The color scheme of my 3000 is pure early 2000s, with its semi-transparent teal calling to mind the blue iMac G3 that I remember from elementary school.

The AlphaSmart 3000 can connect to any computer with USB (I've tested it in Linux, and it works fine) and appears to the OS as a keyboard. Hitting "send" on the 3000 sends the file it's currently on as a series of keystrokes, so the import process is quite simple! Just open up your favorite text editor/word processor, hit send, and you'll see your words appear letter-by-letter. It's quite satisfying.

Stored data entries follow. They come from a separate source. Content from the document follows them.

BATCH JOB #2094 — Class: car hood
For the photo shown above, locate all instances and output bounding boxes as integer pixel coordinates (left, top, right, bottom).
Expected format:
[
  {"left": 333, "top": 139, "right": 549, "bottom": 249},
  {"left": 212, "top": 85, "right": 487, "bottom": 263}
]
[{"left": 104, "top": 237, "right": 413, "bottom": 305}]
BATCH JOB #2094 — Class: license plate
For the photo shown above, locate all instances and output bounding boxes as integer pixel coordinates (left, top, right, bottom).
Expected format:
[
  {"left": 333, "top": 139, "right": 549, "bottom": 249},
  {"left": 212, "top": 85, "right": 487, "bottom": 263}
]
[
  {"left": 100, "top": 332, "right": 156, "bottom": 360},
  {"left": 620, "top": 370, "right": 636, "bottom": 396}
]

It also functions as a keyboard when connected to the PC, so you don't even need to have two keyboards on your desk! Just grab a few (I use Eneloop) rechargeable batteries and a USB cable, and you're good to go! This device comes highly recommended by me.

DC IN (7.5-9V @ >=200 mA)

USB port

Item 5: Field Notes 56-week planner

I like to keep a somewhat-consistent daily journal, and over the last couple of years have found that the best way to do this is to get these dated planners, with one day/page or one week/2 page spread; this forces me to write something each day, however little (and even then it sometimes doesn't work).

2017 and 2018 journals

However, this year I waffled on getting one since I couldn't decide which one to get, and before I knew it, six months were up with very little to go back to! So I figured I'd get one of the undated ones, which led me to this excellent Field Notes weekly planner.

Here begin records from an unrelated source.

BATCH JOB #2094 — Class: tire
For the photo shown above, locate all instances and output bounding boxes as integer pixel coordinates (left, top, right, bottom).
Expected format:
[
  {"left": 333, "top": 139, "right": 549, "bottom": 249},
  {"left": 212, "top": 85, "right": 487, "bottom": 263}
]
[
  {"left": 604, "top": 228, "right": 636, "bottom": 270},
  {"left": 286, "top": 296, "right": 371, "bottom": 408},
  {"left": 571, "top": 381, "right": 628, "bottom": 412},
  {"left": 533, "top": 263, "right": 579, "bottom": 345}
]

Even though it's a little small and a bit pricey, the paper quality and overall rigidity make up for it! One thing that I wish someone would make (if it exists, please let me know) is a planner that has an equal amount of space for the weekends as well as the weekdays. Saturday and Sunday always get crammed into small spots, and honestly I feel like I do more worth remembering on the weekends than on the weekdays, so I end up cramming small letters into the tiny allotted spaces each week.
Sat/Sun are those little boxes on the bottom.

Hope you enjoyed this quick look at a few things that I've been using lately, and that I've found "cool." Thanks for reading!